Scripting with Nix
NPM was originally a rudimentary package manager for Javascript and node.js, but these days it seems to be getting used as a general way of fetching dependencies for things like shell scripts.
I’ve not played with node.js since the very early days, and never really used NPM. However, I do see the need for modular, composable shell scripts.
Nix for Scripting
Personally, I’ve been using Nix in a similar way, since it also has
nice features like caching, laziness, splicing into indented strings,
dependency management, etc. For example, if you have a Nix expression
stored in my-script.nix
you can use the following (e.g. in
my-script.sh
) to invoke it:
nix-instantiate --read-write-mode --show-trace --eval -E 'import ./my-script.nix'
The --eval
tells Nix to evaluate an expression, rather
than build a package. -E
is the expression to evaluate (in
this case, importing our “script” file). --read-write-mode
allows the script to add things to the Nix store (which is normally
read-only). --show-trace
will help us to debug, by showing
a backtrace if a runtime error occurs.
Note that Nix makes a distinction between “evaluation time” and
“build time” (similar to the compile/run time distinction in many other
languages). The above command will evaluate the contents of
my-script.nix
, which should be a Nix expression, but most
of the time that’s not our actual script (after all, Nix is a
pure language, and hence unsuitable for many scripting
applications).
Instead, we usually use Nix expressions to compose a “derivation” (basically a package), into which we can put all sorts of scripts.
If my-script.nix
evaluates to a derivation, we can use
this command instead of the above, to build it:
nix-build --show-trace -E 'import ./my-script.nix'
This creates a symlink called result
, so if our
derivation is a script we can then do ./result
to run
it.
A cleaner way would be to use the --no-out-link
option
to prevent cluttering up the working directory with symlinks, capture
the stdout using e.g.

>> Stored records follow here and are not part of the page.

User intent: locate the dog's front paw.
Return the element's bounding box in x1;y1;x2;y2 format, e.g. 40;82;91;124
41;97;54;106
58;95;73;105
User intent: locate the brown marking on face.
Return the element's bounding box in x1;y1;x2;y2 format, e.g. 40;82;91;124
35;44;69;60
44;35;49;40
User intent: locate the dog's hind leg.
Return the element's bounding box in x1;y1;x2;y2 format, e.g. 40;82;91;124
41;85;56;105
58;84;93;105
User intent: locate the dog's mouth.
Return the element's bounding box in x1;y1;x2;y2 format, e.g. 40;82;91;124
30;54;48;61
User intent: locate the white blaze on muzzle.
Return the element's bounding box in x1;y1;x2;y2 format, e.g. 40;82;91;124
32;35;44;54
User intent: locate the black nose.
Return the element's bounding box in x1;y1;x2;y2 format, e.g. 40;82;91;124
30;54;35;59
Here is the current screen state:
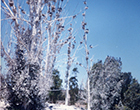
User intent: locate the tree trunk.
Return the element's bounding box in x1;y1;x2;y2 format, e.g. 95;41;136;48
87;77;90;110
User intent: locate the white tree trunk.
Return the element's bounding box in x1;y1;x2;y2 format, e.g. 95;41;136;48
87;77;90;110
65;71;70;105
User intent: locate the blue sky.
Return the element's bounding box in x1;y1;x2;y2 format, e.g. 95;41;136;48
57;0;140;83
73;0;140;82
1;0;140;86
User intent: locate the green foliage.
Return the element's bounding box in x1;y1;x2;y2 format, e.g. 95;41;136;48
49;70;63;103
69;68;79;105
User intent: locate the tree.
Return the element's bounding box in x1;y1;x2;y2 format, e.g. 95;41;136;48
1;0;88;108
49;70;62;103
123;79;140;110
69;68;79;105
90;56;124;110
6;45;44;110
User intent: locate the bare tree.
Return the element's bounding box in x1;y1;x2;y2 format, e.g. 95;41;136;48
1;0;88;109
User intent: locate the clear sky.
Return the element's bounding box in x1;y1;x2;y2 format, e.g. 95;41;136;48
1;0;140;85
71;0;140;82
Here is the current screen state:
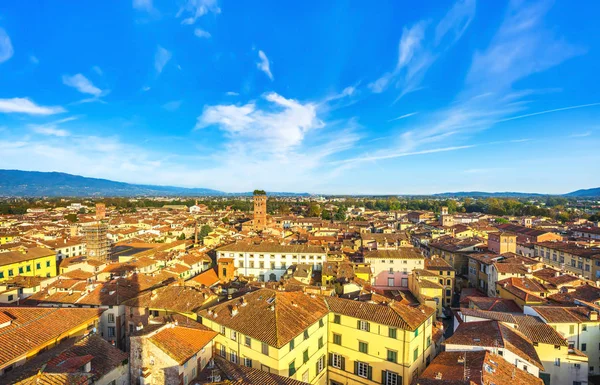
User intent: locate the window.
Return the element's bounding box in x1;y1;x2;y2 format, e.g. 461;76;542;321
382;370;402;385
330;353;344;370
388;328;398;338
333;333;342;345
354;361;370;378
302;370;309;382
358;341;369;354
357;320;371;332
387;349;398;362
317;355;325;374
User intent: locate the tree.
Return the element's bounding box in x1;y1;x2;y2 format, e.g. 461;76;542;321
307;203;321;217
65;214;79;223
198;225;212;238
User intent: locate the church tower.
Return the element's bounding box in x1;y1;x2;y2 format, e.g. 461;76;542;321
253;190;267;231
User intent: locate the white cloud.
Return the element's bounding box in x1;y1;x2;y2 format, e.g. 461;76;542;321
0;28;15;63
154;45;172;74
388;112;418;122
194;28;211;39
369;0;475;97
62;74;102;97
196;93;324;152
133;0;154;13
256;50;273;80
176;0;221;25
162;100;183;112
0;98;65;115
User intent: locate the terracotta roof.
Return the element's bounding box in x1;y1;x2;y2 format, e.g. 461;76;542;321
217;242;327;254
413;350;544;385
148;324;218;365
445;321;544;370
325;297;435;331
213;356;308;385
198;289;328;348
0;307;103;366
365;247;425;260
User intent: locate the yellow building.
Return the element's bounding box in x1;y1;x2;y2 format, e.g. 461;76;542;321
0;233;17;245
0;247;56;282
0;307;102;374
525;305;600;375
198;289;435;385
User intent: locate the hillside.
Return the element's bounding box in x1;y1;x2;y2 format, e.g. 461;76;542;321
565;187;600;198
0;170;225;197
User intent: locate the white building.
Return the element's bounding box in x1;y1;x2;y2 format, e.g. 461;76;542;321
217;242;327;281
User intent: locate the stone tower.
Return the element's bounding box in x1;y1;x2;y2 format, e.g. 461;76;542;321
253;190;267;231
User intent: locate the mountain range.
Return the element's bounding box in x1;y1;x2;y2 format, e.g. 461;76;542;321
0;170;600;198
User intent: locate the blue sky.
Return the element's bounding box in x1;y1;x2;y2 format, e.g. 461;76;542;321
0;0;600;194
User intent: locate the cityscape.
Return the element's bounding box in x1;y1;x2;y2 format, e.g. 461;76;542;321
0;0;600;385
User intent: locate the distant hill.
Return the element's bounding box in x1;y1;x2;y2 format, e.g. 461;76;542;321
433;191;552;198
0;170;309;197
0;170;225;197
565;187;600;198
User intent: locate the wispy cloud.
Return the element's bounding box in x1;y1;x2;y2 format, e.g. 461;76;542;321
0;98;65;115
388;112;418;122
133;0;154;13
162;100;183;112
194;28;211;39
369;0;475;97
0;28;15;63
62;74;102;97
256;50;273;80
176;0;221;25
154;45;173;74
350;1;580;170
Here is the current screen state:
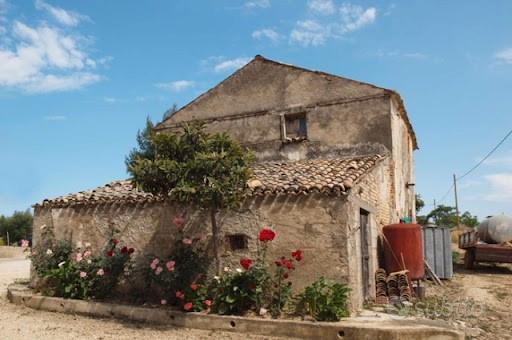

SCRIPT=$(...)
, and running the
resulting string using "$SCRIPT"
(since it will contain the
Nix store path to the result).
By the way, if you want to evaluate Nix expressions interactively,
the nix-repl
command is much easier to use than
nix-instantiate
(although it doesn’t seem to offer a
--show-trace
option).
Also note that we can use nix-shell shebangs to
fetch dependencies of a script at run time; although I find that
separate Nix files are usually needed to work around the limitations of
writing expressions in a shebang line, and it can often be quite slow to
have nix-shell
invoked on each run, when we could instead
build a script with its dependencies once, and invoke them as many times
as we like with little overhead.
Strings
The reason I like Nix’s treatment of strings is that we can write “indented strings”, which means that long strings (such as scripts) can be embedded inside other expressions quite naturally, without getting filled with whitespace. For example, here’s a Nix expression:
runCommand "foo"
{ buildInputs = [ python imagemagick ]; }
''
I am an indented string
I will be executed as a bash script, with the following
dependencies available:
- python
- imagemagick
Since these lines, and those sentences above beginning with "I",
have the least indentation, they will appear flush to the left in
the resulting file. The "list" above will hence be indented by 1
space, rather than the 14 spaces which appear here.
''
Secondly, splicing allows Nix expressions to be embedded inside
strings. A splice begins with ${
and ends with
}
. The expression should either evaluate to a string, which
is inserted as-is, or a “derivation” (e.g. a package), which gets
“instantiated” (i.e. installed) and its installation directory is
inserted into the resulting string. Splices can be nested too.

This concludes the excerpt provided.